NEye.AI Secures $80M Series C To Enhance Optical Circuit Switching For AI Infrastructure
Its technology is geared toward ensuring data center architectures can evolve with advancing AI models
Silicon photonics startup NEye.AI raised $80M in a Series C funding round as the company looks to speed up the development and high-volume manufacturing of proprietary optical circuit switches (OCS).
NEye’s work is motivated by the industry’s shift toward composable infrastructure as AI gigawatt factories emerge for large-scale compute. Its technology is designed to introduce compact, fast-switching optical layers that enable flexible pooling of central processing unit (CPU), general processing unit (GPU), and memory resources, ensuring that data center architectures can evolve with advancing AI models.
The Series C round was led by Sutter Hill Ventures, with participation from existing investors including Alphabet’s independent growth fund, CapitalG, Microsoft’s Venture Fund, M12, and Socratic Partners. The latest round pushes NEye’s total funding to $152M.

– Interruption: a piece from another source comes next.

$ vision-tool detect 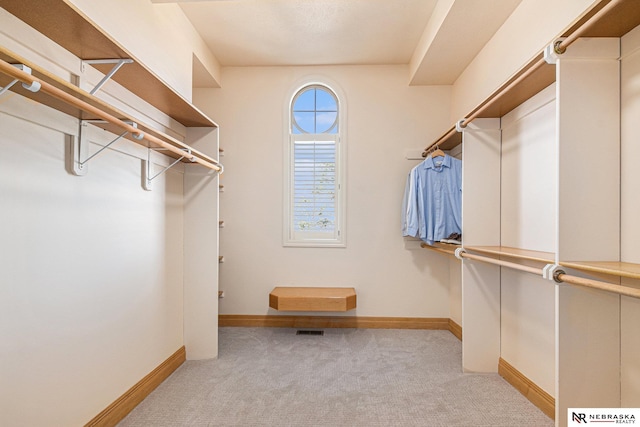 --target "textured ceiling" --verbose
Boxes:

NEye works by integrating silicon photonics, microelectromechanical systems (MEMS), and complementary metal-oxide semiconductor (CMOS) into a single chip, allowing for a smaller footprint and lower power consumption compared to traditional switching solutions. This is a growing consideration for power-constrained data center environments.
"While this milestone validates our technology, our focus now shifts to scaling our foundry-based manufacturing and meeting the rigorous performance standards our customers demand,” NEye.AI CEO Ashish Vengsarkar noted in a statement tied to the funding news.
Founded in 2020, it has been developing optical switches to help eliminate bottlenecks in AI workloads. The California-headquartered startup previously raised a $58M Series B round in April 2025.
Last year, NEye.AI also joined Google, Nvidia, and Microsoft in the Open OCS project, which was set up to facilitate collaboration of open OCS technologies to meet the escalating connectivity demands of high bandwidth and low latency in data-intensive applications like AI.